Eine Art Flüchtlings-Anleihe soll lanciert werden
Einig waren sich die Panel-Teilnehmer darin, dass Europa mehr Geld in die Anrainerstaaten der Krisenländer investieren muss, um bei der Versorgung der Flüchtlinge in Heimatnähe zu sorgen. "Der Libanon hat fünf Millionen Einwohner und eine Millionen Flüchtlinge", zeigte Gabriel die Dimension auf. Die Flüchtlingsbewegung gen Westen habe erst im Sommer Fahrt aufgenommen, nachdem die Vereinten Nationen über das Welternährungsprogramm die Zuwendenungen in Länder wie Libanon oder Jordanien gekürzt habe.

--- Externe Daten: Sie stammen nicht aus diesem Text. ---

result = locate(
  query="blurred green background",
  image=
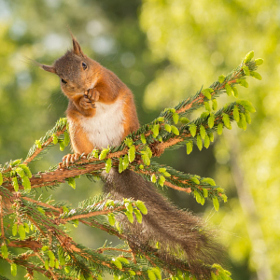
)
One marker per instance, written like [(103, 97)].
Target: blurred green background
[(164, 50)]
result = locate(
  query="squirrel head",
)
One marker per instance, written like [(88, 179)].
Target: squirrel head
[(77, 72)]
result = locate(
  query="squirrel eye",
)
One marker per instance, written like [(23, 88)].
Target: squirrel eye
[(84, 66)]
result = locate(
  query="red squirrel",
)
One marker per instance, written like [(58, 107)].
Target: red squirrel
[(101, 112)]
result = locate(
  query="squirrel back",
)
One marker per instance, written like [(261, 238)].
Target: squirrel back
[(101, 112)]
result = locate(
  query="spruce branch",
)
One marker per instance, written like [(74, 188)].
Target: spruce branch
[(39, 227)]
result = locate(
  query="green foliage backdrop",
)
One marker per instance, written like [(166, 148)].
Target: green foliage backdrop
[(163, 50)]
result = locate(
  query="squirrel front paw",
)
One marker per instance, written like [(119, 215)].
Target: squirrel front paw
[(92, 94), (85, 103), (70, 158)]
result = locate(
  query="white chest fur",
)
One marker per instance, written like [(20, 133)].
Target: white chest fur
[(106, 126)]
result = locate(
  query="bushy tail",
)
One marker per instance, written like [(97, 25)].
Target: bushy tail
[(181, 235)]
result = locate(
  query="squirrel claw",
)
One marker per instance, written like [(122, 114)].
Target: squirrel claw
[(69, 159)]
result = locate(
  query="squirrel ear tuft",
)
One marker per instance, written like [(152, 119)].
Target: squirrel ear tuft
[(76, 47), (48, 68)]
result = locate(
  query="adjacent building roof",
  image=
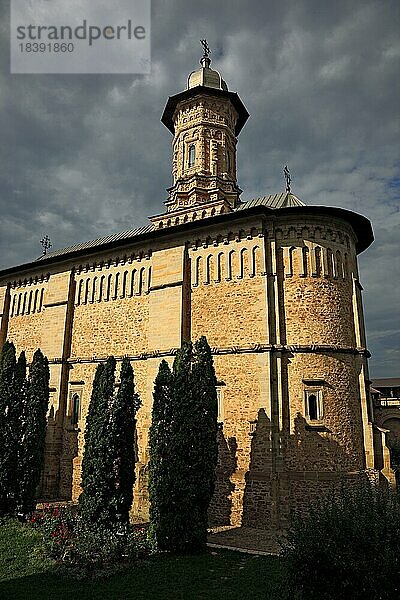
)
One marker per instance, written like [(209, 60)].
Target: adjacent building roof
[(386, 382), (283, 200)]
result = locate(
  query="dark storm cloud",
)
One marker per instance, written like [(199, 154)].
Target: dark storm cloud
[(82, 156)]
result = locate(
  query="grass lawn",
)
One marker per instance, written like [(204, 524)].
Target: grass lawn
[(26, 574)]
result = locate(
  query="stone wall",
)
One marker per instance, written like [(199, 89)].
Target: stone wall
[(279, 302)]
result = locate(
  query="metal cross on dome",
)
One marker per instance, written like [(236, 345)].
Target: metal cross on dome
[(46, 243), (206, 48), (288, 178)]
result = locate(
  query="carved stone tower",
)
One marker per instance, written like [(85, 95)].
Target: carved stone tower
[(205, 120)]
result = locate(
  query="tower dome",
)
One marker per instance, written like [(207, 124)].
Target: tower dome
[(206, 77)]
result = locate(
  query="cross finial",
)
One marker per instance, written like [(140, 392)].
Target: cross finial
[(205, 59), (288, 178), (46, 244)]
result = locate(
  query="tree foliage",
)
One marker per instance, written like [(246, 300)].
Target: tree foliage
[(108, 466), (34, 400), (7, 448), (183, 449), (23, 409)]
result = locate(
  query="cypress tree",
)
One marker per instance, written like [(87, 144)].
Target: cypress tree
[(8, 367), (33, 429), (204, 435), (160, 467), (122, 442), (183, 450), (94, 502)]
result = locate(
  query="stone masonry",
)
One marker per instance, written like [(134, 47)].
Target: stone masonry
[(272, 284)]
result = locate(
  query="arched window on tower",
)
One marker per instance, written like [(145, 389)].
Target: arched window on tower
[(75, 409), (191, 155), (313, 405)]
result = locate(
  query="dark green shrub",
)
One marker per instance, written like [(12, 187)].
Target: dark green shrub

17 Jahre lang sei ein Flüchtling durchschnittlich fern der Heimat, hatte die jordanische Königin Rania am Nachmittag in Davos gesagt. Ein Zeitraum, der deutlich mache, dass in der aktuellen Flüchtlingskrise weit mehr gefordert sei als ein kurzfristiges humanitäres Engagement. "Wir brauchen nicht nur Hilfe und Linderung, sondern Wachstum und Investment – Sonderwirtschaftszonen etwa, in denen die Flüchtlinge Refugee-Produkte für den Export produzieren", sagte die Königin. "Nur ein Job schafft Unabhängigkeit."
Um die nötigen Mittel aufzubringen, will das WEF die privaten Unternehmen stärker in die Pflicht nehmen. In Davos soll am Donnerstag ein Humanitarian Impact Bond, eine Art Flüchtlings-Anleihe, lanciert werden. Andere Initiatoren setzen auf die Vergabe von Mikro-Krediten an Migranten, um ihnen die Eingliederung zu erleichtern. All diese Maßnahmen sollen dazu beitragen, den Kontinent zu retten und dafür zu sorgen, dass Alleingänge wie der der Österreicher keine Schockwellen mehr auslösen können.